Is no one listening to your content marketing initiatives?
More and more people are spending more and more time consuming online content. Only about ten years ago the average internet user spent about 2 hours per day online. As the internet has become increasingly mobile, this figure has doubled. In 2015, over 80% of the population in Western Europe and the US were online.
Businesses are trying to reach this huge potential audience by creating an exploding amount of content. According to Trackmaven, an analytics provider specializing in content marketing, "content output" by brands has increased by nearly 80% in 2013 and 2014. But are people also reading and sharing this growing amount of content? Interestingly and somewhat counterintuitively, this does not seem to be the case. Content performance is failing, and there is research to substantiate this. Trackmaven reported that content engagement decreased by 60% in 2014. In fact, brand-generated content on social networks is seeing the lowest engagement rates ever since social media gained traction. Even professionally marketed blog posts receive fewer than 10 interactions today.
But what has caused content engagement to become so strikingly low? Apparently this has nothing to do with poor quality; even popular sites are increasingly losing traffic. A more obvious reason could be saturation. Even though they are spending more time online people might have reached a limit of content they can consume.
Different labels have been created for this phenomenon. Trackmaven calls it the "content marketing paradox": although they are blasting more content onto more channels, brands are losing their impact. A widely commented blogpost worked out that we may have reached a turning point in content marketing called the "content shock". This is explained using simple economic terms: an explosion of supply is faced with a shortage of demand. Thus, so the logic goes, the winners in content marketing will be the companies with big pockets, driving others out of business and raising the bar for entry. And thus, so the inevitable conclusion, content marketing is no longer a sustainable strategy.

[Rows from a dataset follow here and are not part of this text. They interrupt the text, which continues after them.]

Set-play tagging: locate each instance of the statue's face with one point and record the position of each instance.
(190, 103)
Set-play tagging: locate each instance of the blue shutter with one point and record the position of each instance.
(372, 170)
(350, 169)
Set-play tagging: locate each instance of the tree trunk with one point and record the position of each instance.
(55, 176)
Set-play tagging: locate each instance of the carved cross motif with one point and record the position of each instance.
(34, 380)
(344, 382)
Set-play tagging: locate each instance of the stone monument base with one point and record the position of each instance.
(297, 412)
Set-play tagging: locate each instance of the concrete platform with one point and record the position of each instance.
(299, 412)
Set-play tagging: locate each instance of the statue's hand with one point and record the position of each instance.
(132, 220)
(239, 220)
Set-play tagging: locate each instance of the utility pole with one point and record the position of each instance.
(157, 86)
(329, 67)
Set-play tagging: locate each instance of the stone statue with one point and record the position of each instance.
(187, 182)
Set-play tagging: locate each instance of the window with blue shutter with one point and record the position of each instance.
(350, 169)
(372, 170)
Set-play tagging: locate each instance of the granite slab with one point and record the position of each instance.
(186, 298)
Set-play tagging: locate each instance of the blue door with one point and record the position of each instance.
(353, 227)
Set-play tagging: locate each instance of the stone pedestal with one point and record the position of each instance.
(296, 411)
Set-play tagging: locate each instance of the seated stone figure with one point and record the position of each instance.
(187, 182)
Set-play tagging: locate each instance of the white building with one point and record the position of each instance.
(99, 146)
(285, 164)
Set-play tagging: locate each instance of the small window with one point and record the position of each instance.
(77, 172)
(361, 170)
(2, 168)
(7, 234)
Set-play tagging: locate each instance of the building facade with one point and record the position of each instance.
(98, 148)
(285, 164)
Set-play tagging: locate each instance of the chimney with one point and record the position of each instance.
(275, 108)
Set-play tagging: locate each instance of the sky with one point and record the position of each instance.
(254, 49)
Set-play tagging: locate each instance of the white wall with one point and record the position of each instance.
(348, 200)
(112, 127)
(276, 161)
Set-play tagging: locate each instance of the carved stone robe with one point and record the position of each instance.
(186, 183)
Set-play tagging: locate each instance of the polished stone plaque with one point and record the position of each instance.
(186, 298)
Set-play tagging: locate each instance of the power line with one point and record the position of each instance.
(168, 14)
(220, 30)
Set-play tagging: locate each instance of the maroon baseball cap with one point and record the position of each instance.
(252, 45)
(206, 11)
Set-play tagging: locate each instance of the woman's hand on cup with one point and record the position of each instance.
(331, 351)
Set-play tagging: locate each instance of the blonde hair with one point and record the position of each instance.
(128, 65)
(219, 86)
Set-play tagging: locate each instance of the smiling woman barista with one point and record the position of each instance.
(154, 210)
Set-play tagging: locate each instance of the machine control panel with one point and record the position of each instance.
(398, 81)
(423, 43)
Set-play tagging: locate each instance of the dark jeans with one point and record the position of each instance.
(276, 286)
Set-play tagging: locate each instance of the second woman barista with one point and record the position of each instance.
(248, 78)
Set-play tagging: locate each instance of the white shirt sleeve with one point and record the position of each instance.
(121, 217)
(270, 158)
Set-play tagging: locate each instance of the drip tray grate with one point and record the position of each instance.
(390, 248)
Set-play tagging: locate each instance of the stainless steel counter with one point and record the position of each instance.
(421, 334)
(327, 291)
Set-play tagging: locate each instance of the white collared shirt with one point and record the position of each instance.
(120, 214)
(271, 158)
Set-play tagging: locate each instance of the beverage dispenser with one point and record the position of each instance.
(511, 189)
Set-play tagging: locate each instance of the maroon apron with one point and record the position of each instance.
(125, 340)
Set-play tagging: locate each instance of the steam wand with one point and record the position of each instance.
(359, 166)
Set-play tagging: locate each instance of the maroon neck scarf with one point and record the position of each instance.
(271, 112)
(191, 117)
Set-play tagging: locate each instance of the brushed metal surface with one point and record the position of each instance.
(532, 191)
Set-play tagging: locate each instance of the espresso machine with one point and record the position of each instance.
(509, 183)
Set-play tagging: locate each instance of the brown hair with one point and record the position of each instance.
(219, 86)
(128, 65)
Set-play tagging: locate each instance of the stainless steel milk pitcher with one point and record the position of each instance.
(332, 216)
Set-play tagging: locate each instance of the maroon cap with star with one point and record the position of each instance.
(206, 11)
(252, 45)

This conclusion makes sense. Faced with an abundance of information in the digital age, people naturally become more selective in what they consume and share. And there are enough filtering tools out there such as subscription services and search engines that help them get what their interested in without having to be inundated with what they are not interested in.
So has content been pushed from its throne? And have content marketing initiatives, as a consequence, become futile unless lots of money is spent? "Content is king", the ubiquitous statement attributed to Bill Gates, expresses the significance of content as the main driver of online growth. But reaching saturated people has undoubtedly become very difficult. The internet has become a crowded place in which content creators are competing for attention.
Obvious analogies can be found in the past fortunes of print media or television. Only the most innovative businesses were able to survive very similar turning points in their respective industries. But if online marketers increasingly see their jobs as a fight for saturated consumers' attention, then they should put more effort in finding out who their target audience is, what they want and, probably most importantly, where they can be found in an increasingly complex online landscape.
Content shock shows us that content marketers have to first listen carefully to what people are talking about and sharing. Otherwise they will never be able to make them listen to their own messages. There could be no better business case for advanced analytics.